2001’deki mutlak çöküşle birlikte yeni bir iktisadi zihniyete geçmek durumunda kalan Türkiye’de işler 2002 ile birlikte değişmeye başladı. Öncelikle yeni klasik ekonominin özel sektör eliyle gelişme şiarı kamu ekonomi politikalarının merkezine yerleşti. Bu doğrultuda, tasarrufları kara bir delik misali içine çeken kamu maliye sisteminde önemli reformlar yapıldı, yıllardır sürüncemede kalmış özelleştirmeler gerçekleştirildi, para politikası Hazine’nin vesayetinden önemli ölçüde arındırıldı. Bu sayede uygulanan enflasyon hedeflemesi politikaları büyük ölçüde başarılı oldu. Böylece yıllarca enflasyonist ortamda işletme sermayesinin vade yapısının yönetimine dayanan yönetim anlayışı, yerini operasyonel verimlilik, birleşmeler ve satın almalar yoluyla ölçek ekonomilerinden faydalanma, markalaşma gibi azalan kâr marjlarını artırmaya dönük faaliyetlere ağırlık veren yeni anlayışlara bıraktı. Bu durum şirketlerin insan kaynakları politikalarını da etkiledi. Daha az sayıda, daha genç ve motive kadrolarla daha fazla katma değer oluşturma düşüncesi, daha çok vurgulanır haline geldi.
2002-2009 döneminde istihdamın sektörel dağılımında da önemli dönüşümler gerçekleşti: Toplam istihdam içinde tarım sektörünün ağırlığı %34’ten %24’e inerken, hizmet ve sanayi sektörlerinin payları sırasıyla %42’den %50’ye ve %18’den %19’a yükseldi. Aynı dönemde ücretli çalışanların oranı %49’dan %60’a yükselirken, aile işçisi olarak çalışanların ve işverenlerin oranları sırasıyla %7 ve %3 azaldı. Hemen her sektörde, özellikle de tarımda kayıt dışı çalışma oranı azalsa da, halen kayıtlı çalışan sayısının yarısından fazla da kayıt dışı çalışan olduğu tahmin ediliyor. Ocak 2010 verilerine göre, sosyal güvenliği olan 15 milyon çalışan bulunurken, bakmakla yükümlü olunan kişiler de hesaba katıldığında bu rakam 58 milyona tekabül ediyor.

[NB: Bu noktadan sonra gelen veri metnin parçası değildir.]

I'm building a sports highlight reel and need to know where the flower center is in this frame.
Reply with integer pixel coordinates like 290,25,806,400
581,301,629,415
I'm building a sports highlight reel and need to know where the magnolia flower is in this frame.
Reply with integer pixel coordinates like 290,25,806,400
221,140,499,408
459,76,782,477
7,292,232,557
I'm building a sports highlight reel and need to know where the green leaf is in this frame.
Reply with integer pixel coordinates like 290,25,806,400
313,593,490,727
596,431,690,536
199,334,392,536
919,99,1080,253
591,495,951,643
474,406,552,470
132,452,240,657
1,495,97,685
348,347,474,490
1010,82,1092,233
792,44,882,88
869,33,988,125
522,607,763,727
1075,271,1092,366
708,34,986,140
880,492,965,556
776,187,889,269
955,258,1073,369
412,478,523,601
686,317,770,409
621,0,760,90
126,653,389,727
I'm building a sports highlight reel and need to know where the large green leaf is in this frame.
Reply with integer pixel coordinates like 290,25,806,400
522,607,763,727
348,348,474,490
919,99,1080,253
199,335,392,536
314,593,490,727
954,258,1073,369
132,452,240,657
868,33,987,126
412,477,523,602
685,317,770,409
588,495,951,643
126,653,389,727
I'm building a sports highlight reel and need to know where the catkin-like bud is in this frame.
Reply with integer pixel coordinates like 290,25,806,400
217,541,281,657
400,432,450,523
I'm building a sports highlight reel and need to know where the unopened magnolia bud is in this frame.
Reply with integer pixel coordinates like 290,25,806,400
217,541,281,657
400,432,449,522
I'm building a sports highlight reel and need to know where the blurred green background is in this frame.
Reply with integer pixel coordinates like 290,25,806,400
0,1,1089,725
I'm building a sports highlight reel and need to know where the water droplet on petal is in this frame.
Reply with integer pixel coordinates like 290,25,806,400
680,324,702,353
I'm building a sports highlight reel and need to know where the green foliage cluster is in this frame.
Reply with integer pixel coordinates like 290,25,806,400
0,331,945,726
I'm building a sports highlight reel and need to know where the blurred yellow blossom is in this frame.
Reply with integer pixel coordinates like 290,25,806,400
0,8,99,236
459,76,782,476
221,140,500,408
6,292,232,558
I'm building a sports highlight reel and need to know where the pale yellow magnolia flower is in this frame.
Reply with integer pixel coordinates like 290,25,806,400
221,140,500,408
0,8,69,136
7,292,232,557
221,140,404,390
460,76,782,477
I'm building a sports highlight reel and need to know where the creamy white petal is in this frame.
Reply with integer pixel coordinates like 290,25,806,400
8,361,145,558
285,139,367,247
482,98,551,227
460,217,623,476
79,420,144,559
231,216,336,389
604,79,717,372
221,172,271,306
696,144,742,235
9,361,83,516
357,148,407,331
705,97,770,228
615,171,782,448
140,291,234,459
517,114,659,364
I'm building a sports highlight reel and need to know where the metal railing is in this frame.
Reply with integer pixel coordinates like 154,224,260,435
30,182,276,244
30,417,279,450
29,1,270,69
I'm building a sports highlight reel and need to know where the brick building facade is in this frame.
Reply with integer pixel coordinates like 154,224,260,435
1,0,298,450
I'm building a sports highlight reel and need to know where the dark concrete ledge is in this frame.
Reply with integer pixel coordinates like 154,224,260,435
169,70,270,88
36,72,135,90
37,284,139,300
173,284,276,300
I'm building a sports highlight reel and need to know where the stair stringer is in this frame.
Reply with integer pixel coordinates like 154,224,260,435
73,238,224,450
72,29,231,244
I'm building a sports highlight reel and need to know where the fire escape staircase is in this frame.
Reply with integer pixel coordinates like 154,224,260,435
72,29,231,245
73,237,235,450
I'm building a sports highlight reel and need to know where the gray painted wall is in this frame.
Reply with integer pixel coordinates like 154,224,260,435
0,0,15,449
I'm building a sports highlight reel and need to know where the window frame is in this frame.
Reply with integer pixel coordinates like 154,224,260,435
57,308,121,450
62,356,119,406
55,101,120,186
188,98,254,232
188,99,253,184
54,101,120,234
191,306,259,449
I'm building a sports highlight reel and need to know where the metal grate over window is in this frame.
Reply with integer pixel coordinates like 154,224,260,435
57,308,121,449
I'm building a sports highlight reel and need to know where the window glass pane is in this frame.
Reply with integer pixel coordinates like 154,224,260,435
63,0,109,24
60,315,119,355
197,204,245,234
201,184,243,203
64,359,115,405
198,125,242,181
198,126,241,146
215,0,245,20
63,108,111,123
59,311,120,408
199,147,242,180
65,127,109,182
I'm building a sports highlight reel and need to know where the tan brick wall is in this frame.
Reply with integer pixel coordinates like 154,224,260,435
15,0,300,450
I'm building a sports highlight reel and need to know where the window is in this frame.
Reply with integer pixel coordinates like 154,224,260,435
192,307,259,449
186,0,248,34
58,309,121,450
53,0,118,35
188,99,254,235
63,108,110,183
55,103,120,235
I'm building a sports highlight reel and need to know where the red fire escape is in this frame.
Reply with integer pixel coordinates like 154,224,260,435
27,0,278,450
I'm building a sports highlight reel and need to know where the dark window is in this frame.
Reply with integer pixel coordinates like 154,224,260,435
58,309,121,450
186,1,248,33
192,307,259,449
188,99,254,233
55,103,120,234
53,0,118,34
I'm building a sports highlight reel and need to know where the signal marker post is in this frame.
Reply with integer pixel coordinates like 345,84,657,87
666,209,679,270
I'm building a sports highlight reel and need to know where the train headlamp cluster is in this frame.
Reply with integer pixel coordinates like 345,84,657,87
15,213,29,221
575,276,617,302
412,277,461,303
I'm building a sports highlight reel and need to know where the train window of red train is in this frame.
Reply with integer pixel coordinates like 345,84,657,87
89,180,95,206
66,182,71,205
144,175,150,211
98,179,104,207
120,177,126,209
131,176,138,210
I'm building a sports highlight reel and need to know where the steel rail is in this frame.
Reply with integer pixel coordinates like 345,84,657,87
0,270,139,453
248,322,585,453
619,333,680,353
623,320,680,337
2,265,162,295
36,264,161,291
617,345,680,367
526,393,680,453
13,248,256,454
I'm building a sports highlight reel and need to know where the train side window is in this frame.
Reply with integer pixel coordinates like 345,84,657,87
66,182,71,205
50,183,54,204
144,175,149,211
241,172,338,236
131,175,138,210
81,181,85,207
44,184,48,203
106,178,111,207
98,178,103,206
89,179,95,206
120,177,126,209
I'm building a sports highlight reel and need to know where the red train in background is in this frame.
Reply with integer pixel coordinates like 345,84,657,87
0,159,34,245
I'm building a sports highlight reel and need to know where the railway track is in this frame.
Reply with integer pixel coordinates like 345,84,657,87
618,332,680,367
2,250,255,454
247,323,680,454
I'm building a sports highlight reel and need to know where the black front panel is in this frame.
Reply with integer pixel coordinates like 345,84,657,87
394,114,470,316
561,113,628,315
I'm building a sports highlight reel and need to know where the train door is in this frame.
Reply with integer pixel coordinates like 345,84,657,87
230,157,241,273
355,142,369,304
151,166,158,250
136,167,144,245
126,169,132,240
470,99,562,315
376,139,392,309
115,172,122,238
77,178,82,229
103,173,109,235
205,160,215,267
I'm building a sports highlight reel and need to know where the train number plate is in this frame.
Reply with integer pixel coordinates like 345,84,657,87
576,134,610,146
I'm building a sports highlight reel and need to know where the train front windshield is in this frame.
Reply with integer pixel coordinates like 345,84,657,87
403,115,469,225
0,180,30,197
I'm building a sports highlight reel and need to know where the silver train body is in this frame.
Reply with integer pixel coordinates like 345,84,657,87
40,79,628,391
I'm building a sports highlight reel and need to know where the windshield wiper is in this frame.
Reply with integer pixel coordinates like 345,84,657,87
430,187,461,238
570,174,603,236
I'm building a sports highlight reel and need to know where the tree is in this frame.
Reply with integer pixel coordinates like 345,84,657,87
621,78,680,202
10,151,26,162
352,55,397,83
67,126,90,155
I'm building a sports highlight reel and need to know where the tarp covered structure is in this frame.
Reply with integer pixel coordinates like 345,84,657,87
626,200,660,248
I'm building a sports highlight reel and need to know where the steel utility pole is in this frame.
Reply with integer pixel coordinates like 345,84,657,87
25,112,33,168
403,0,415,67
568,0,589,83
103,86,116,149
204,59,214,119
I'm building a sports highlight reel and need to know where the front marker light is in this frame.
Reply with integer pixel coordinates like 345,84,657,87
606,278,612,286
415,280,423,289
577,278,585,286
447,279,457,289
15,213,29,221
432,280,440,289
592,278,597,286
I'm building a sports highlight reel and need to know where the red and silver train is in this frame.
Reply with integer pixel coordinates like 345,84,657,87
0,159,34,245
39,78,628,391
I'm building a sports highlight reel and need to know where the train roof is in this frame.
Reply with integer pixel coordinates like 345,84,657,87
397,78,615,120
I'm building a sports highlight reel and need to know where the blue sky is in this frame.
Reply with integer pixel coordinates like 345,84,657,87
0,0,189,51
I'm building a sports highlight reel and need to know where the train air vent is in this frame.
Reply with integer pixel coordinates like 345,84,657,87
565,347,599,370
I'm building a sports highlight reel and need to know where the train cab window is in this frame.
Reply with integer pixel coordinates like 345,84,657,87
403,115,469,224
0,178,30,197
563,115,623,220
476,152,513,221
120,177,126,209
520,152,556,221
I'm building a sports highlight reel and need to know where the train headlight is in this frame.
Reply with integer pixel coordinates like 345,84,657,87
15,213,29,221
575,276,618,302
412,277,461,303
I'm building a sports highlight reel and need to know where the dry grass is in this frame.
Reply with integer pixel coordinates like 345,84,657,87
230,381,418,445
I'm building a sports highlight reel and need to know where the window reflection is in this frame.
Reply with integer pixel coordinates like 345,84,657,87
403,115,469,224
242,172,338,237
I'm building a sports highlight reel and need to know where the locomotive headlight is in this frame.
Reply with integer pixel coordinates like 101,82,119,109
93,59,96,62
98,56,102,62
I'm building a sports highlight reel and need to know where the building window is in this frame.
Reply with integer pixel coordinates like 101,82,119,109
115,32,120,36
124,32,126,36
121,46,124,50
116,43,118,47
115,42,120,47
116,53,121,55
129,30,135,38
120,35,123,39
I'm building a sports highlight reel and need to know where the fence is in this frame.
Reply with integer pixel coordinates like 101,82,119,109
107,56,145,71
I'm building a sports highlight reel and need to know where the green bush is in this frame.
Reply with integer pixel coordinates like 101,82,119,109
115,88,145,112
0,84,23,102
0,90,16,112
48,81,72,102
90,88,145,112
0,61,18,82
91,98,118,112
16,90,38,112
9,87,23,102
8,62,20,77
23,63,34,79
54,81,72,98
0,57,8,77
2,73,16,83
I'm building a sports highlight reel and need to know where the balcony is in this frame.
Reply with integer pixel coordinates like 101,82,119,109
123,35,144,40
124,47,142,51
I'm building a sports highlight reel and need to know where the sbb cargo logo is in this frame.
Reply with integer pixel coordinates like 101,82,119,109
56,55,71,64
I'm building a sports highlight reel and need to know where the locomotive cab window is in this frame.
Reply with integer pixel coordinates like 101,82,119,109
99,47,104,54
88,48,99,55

Bütün bu gelişmeler, aslında kamu sektörü eliyle değil, liberal politikalarla ve özel sektör eliyle ekonomik gelişimi yakalama düşüncesinin bir sonucuydu. Eğer Türkiye’de istihdam alanında politikalar geliştirilecekse, bu konuda tutarlı olmak ve özel sektörün ihtiyaçları doğrultusunda doğru işleri yapmak gerekir. Halihazırda özel sektörün acil çözüm bekleyen iki eleştirisi bulunuyor: istihdam üzerindeki vergiler ve kıdem tazminatı uygulamaları.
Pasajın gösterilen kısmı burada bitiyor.